Mindfuck
Seja uma Ideologia uma "séria de assertos semióticos, baseados em pontos de vista anteriores, sejam ou não explicitados, ou na escolha de seleções circunstanciais que atribuem uma dada propriedade a um semema, ao mesmo tempo ignorando ou ocultando outras propriedades contraditórias, que são igualmente predicáveis daquele semema por causa da natureza não linear e contraditória do espaço semântico" formando uma "argumentação que, enquanto escolhe explicitamente uma das possíveis seleções circunstanciais do semema como premissa, não torna explícito o fato de existirem outras premissas contraditórias ou premissas aparentemente complementares que levam a uma conclusão contraditória, ocultando assim a contraditoriedade do espaço semântico" ou que "quando compara duas premissas diferentes, escolhe aquela que não possui marcas contraditórias, ocultando assim, de maneira consciente ou inconsciente, as premissas que poderiam comprometer a linearidade da argumentação".

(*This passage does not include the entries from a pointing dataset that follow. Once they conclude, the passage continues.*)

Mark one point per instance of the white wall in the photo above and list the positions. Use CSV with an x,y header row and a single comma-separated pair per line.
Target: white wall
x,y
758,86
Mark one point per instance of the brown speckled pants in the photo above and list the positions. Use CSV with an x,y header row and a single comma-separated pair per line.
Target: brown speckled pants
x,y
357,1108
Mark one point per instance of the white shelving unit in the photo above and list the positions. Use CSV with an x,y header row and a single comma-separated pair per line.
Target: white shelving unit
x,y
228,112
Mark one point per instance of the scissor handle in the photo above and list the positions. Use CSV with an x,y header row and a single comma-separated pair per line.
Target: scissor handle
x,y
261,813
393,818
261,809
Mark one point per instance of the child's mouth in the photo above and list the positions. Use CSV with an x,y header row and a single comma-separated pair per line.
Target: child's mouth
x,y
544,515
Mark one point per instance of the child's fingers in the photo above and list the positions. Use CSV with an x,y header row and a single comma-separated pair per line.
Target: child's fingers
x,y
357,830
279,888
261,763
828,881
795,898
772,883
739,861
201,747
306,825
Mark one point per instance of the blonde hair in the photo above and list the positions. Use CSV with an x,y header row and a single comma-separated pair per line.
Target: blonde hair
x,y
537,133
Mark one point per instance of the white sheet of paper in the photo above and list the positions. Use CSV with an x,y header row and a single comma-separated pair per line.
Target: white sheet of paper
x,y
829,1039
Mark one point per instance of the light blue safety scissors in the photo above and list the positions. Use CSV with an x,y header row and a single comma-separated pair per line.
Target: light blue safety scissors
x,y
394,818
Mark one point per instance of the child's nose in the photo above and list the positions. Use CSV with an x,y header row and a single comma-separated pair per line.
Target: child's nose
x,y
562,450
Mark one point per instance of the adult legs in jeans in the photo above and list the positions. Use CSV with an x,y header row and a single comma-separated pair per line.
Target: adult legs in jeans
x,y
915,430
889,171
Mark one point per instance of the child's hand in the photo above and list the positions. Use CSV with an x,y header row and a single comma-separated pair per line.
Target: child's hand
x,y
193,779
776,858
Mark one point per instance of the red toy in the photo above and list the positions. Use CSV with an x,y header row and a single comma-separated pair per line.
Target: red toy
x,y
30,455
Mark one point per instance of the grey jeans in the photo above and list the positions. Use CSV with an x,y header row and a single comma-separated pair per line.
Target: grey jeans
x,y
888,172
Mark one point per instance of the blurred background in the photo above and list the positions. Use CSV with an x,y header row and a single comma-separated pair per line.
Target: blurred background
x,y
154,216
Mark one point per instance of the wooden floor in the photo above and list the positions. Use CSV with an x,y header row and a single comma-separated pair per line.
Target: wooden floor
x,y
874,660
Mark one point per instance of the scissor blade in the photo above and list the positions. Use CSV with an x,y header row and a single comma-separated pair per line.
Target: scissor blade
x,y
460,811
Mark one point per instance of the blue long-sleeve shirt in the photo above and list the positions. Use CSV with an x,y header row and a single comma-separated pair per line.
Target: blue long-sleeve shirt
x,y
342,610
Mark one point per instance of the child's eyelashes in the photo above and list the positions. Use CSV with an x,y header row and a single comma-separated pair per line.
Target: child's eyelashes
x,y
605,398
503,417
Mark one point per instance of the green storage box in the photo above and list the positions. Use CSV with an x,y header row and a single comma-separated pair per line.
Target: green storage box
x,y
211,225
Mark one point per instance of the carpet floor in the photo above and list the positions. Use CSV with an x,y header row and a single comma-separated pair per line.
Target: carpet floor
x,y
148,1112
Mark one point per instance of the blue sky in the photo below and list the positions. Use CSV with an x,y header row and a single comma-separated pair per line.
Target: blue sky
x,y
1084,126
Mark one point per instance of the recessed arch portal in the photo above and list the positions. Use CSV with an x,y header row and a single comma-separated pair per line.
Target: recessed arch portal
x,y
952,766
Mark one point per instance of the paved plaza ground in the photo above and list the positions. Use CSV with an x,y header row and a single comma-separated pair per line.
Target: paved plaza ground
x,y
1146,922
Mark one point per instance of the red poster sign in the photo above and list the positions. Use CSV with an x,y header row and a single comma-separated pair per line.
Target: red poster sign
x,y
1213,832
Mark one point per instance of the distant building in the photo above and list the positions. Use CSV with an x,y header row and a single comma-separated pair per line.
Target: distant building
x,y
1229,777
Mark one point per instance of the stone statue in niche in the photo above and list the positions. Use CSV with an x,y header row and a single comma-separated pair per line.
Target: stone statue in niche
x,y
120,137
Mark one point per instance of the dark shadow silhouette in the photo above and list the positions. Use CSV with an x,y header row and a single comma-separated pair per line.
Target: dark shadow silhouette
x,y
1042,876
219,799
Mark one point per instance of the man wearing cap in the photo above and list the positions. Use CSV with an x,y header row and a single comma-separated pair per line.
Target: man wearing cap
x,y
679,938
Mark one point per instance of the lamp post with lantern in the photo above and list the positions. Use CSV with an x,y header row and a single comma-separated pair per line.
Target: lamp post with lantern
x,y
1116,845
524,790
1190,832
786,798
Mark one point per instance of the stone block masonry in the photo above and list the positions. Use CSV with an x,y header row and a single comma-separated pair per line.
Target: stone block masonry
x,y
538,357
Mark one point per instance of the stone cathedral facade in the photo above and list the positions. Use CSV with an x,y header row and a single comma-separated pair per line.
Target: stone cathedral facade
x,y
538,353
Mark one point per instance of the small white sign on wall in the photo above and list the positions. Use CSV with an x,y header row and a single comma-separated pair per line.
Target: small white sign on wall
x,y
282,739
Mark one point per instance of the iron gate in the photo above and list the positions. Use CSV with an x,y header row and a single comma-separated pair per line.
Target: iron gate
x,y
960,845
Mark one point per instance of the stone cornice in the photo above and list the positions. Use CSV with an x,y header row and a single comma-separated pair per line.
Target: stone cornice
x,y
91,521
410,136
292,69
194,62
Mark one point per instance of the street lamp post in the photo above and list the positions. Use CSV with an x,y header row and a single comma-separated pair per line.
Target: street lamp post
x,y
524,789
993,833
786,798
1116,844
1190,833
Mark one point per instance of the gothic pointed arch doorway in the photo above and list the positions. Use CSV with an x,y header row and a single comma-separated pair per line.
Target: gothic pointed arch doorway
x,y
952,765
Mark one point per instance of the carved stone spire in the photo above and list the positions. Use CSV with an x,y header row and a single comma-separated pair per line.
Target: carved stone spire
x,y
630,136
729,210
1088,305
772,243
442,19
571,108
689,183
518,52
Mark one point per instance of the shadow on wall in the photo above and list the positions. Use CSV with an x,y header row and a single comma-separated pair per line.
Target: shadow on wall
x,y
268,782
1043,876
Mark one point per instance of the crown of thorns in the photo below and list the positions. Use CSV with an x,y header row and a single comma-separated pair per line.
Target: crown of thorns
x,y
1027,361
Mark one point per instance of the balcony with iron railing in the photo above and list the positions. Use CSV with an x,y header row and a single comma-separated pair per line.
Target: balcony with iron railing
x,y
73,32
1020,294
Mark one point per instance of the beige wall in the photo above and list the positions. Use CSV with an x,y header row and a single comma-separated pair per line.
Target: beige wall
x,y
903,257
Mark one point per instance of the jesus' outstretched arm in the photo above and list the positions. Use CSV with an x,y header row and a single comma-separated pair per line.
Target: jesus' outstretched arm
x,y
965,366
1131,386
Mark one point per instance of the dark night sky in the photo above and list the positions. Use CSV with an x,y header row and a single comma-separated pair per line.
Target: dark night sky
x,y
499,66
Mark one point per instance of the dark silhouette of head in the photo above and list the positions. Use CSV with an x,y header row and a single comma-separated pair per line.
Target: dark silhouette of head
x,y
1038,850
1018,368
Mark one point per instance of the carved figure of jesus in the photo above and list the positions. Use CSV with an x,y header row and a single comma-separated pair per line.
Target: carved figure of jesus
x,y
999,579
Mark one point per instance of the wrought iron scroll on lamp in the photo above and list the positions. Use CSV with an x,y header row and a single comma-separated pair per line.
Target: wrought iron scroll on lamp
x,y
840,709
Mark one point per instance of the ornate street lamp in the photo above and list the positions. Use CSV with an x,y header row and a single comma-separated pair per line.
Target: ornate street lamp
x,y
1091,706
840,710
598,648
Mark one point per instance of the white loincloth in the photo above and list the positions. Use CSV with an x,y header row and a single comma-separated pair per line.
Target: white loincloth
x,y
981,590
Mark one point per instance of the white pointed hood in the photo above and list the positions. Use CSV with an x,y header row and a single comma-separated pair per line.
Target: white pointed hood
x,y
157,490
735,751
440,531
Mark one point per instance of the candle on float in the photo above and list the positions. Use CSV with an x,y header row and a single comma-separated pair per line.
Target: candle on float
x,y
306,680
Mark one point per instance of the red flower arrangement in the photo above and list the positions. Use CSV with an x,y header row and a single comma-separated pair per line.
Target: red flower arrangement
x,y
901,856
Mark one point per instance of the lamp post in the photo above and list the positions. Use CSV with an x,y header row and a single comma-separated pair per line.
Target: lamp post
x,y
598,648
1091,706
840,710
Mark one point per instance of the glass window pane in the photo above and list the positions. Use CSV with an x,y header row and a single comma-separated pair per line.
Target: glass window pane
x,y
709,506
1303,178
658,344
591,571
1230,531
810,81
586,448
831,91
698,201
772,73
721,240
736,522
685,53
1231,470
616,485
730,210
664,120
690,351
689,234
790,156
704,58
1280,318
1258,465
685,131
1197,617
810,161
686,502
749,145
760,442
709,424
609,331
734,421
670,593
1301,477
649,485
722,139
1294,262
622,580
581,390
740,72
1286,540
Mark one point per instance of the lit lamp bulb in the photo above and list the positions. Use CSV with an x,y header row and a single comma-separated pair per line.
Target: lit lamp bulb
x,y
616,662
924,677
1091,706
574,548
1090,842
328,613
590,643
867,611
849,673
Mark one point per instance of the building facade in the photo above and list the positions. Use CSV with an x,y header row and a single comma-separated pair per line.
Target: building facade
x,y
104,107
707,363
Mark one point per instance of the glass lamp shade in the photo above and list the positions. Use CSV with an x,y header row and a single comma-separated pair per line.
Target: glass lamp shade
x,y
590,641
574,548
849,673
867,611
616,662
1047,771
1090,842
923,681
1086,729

A Operação Mindfuck tem como objetivo a desestruturação das Ideologias, cuja formação é considerada um "processo de degeneração" dos "subsistemas semânticos" componentes de uma Cultura, através de atitudes que demonstrem "quanto o universo semântico é mais complexo do que as ideologias querem fazer crer".
Uma dessas atitudes toma a forma de atuar-se sobre as circunstâncias em que as mensagens são recebidas de modo a mudar-lhes o conteúdo sem afetar a expressão propriamente dita. A este ataque aos discursos formados se dá o nome de Guerrilha Semiológica, "uma tática da decodificação em que a mensagem, enquanto expressão, não muda, mas o destinatário redescobre a sua liberdade de resposta".
Sim, terminei de ler o Tratado Geral de Semiótica, e este é o meu resumo operacional. Tudo entre aspas é de autoria de Umberto Eco. A definição acima é uma elaboração muito mais sofisticada da já apresentada aos membros da venerável comunidade #wicca nos tempos de então.